Ecossistema de Inovação Agropecuária da Comcam é apresentado na ExpoLondrina 2026

Participaram do painel representantes dos ecossistemas de Londrina, Maringá, Cascavel/Toledo e Campo Mourão – Foto: Divulgação
No dia 10 de abril, em Londrina, no Pavilhão Smart Agro da ExpoLondrina 2026, foi realizado painel dedicado à apresentação dos territórios de inovação agropecuária estruturados no Paraná, reunindo representantes dos principais ecossistemas regionais.
O Pavilhão Smart Agro é organizado pela Sociedade Rural do Paraná, com correalização do Sebrae e apoio do Agro Valley, consolidando-se como um dos espaços estratégicos de articulação entre tecnologia, produção e desenvolvimento territorial no agronegócio.

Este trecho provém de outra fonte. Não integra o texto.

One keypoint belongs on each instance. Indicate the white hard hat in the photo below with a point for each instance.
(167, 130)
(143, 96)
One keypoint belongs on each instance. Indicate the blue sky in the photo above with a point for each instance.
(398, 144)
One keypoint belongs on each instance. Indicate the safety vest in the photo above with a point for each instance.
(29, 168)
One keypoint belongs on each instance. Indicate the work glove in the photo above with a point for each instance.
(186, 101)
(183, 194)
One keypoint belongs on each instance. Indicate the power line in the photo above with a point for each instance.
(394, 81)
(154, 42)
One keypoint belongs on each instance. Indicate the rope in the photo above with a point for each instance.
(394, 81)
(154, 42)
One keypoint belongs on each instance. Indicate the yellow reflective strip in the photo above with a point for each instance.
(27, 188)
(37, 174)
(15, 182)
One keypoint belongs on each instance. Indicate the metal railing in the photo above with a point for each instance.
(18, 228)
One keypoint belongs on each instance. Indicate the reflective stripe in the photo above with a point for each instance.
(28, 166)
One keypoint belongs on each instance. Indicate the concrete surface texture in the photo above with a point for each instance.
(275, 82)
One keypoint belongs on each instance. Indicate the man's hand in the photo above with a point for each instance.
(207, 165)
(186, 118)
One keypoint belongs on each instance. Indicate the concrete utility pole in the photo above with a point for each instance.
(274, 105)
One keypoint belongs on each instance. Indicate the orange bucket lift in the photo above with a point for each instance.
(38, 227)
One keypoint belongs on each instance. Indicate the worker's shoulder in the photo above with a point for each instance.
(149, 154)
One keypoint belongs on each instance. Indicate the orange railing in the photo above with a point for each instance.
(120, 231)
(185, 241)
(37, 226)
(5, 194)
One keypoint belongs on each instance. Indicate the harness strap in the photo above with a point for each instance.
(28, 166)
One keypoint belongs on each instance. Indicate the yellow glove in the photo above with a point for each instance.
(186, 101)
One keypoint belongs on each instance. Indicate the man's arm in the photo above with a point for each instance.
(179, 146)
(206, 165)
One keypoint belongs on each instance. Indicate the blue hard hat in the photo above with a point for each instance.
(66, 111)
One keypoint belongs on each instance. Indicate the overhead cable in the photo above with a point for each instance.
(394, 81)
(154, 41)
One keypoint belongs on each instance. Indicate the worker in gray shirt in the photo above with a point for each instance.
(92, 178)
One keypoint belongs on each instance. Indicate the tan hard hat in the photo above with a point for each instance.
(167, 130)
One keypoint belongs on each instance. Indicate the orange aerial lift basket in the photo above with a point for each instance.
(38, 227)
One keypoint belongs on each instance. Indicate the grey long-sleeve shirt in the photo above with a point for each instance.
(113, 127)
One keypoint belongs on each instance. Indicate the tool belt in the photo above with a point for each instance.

Participaram do painel representantes dos ecossistemas de Londrina, Maringá, Cascavel/Toledo e Campo Mourão, evidenciando a formação de uma rede regional de inovação agropecuária em processo de estruturação e consolidação no Estado.
O ecossistema de inovação agropecuária de Campo Mourão foi apresentado pela advogada Dâmares Ferreira – que participou da estruturação institucional e normativa do ecossistema desde 2019 – e pelo engenheiro agrônomo Frederico Stelatto Farias, coordenador da Diretoria de Inovação Agropecuária do Sistema Regional de Inovação Centro Ocidental e da Câmara Temática do Agronegócio do Conselho de Desenvolvimento Econômico de Campo Mourão (CODECAM).

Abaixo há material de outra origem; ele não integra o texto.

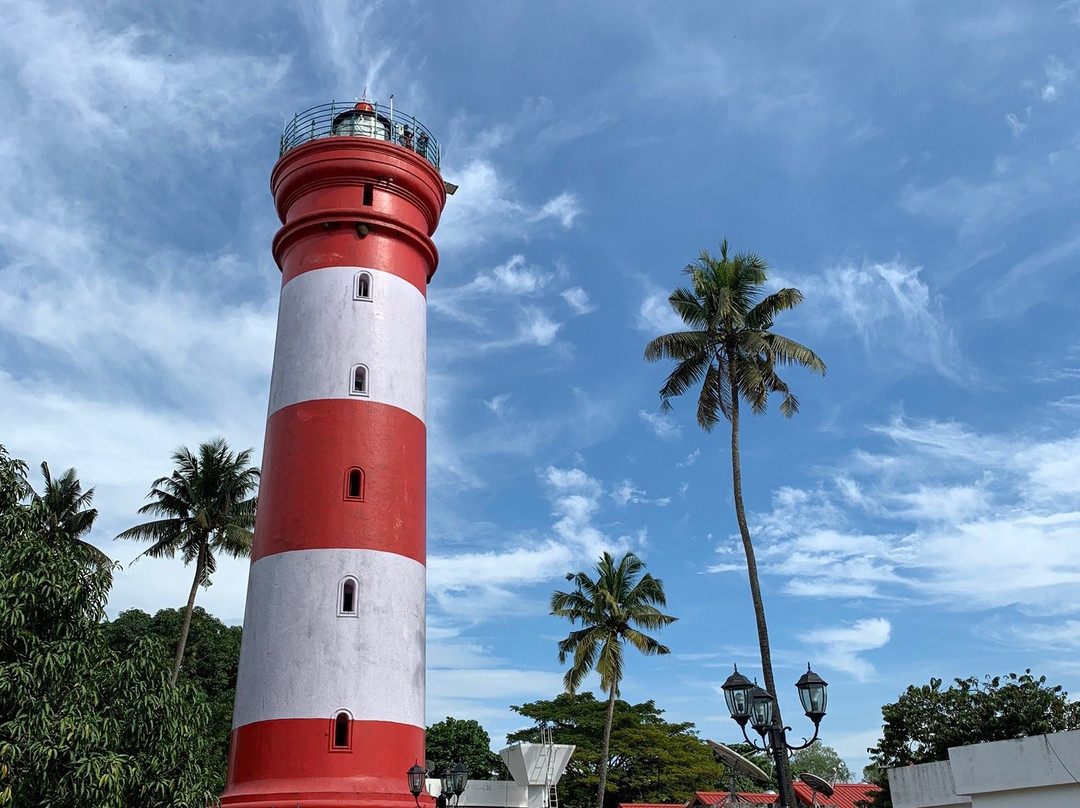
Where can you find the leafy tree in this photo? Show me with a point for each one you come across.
(926, 722)
(821, 761)
(207, 506)
(611, 609)
(649, 759)
(65, 512)
(731, 351)
(457, 740)
(211, 660)
(80, 725)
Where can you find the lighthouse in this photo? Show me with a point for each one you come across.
(329, 707)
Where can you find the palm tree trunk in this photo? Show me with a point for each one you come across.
(784, 776)
(602, 791)
(200, 566)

A apresentação destacou o processo de construção institucional iniciado em 2019, marcado pela atuação articulada entre atores públicos e privados e pela progressiva formalização de estruturas de governança voltadas à organização do território. Foram evidenciadas as iniciativas conduzidas inicialmente no âmbito da Câmara Temática do Agronegócio e, posteriormente, pela Diretoria de Inovação Agropecuária, com foco na consolidação de um ecossistema capaz de integrar instituições de ensino, cooperativas, produtores rurais e empresas que atuam em todas as etapas da cadeia produtiva — antes, dentro e depois da porteira.

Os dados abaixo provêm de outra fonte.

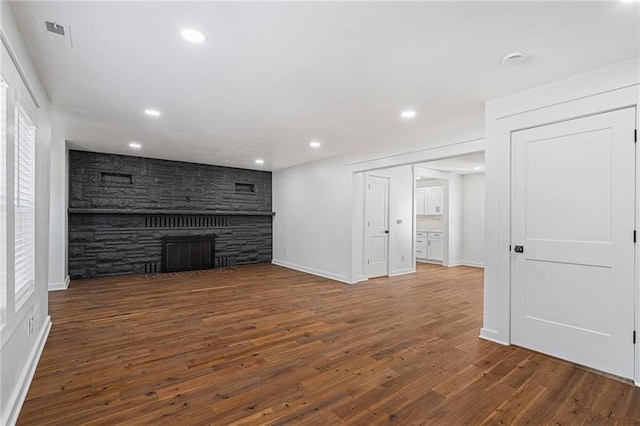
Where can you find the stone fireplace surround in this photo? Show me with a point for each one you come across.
(121, 207)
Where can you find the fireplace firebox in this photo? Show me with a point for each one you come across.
(187, 253)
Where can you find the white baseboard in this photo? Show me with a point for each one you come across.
(402, 272)
(473, 264)
(20, 394)
(312, 271)
(492, 336)
(60, 286)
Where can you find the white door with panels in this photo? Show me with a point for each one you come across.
(377, 220)
(573, 208)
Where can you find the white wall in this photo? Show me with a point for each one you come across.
(316, 205)
(453, 227)
(602, 90)
(312, 226)
(19, 349)
(473, 219)
(58, 278)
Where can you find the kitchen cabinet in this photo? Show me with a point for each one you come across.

Sob a perspectiva jurídica, foi abordada a estrutura normativa e a evolução da governança institucional do ecossistema, com ênfase no papel das regras, instrumentos e arranjos institucionais na organização dos fluxos e na coordenação das relações entre os atores. A exposição evidenciou que a inovação territorial não se configura como um fenômeno espontâneo, mas como resultado de processos estruturados de organização, coordenação e tomada de decisão orientados à geração de valor para o território.
Na dimensão operacional, foram apresentados os esforços de alinhamento e fortalecimento dos vínculos entre os atores do ecossistema, destacando-se a FATI — Feira do Agronegócio, Tecnologia e Inovação — como uma das principais ferramentas de articulação, conexão e ativação prática da governança.
A FATI será realizada nos dias 11 e 12 de junho, na AEACM — Associação dos Engenheiros Agrônomos de Campo Mourão — reunindo sindicatos, produtores e produtoras rurais, cooperativas, empresas, startups, investidores, professores e estudantes de Campo Mourão, Goioerê e demais municípios da Comunidade dos Municípios da Região de Campo Mourão.
O painel reforçou a compreensão de que os territórios de inovação agropecuária no Paraná vêm avançando a partir da consolidação de estruturas de governança capazes de transformar relações em coordenação, práticas em processos e iniciativas isoladas em estratégias contínuas de desenvolvimento regional.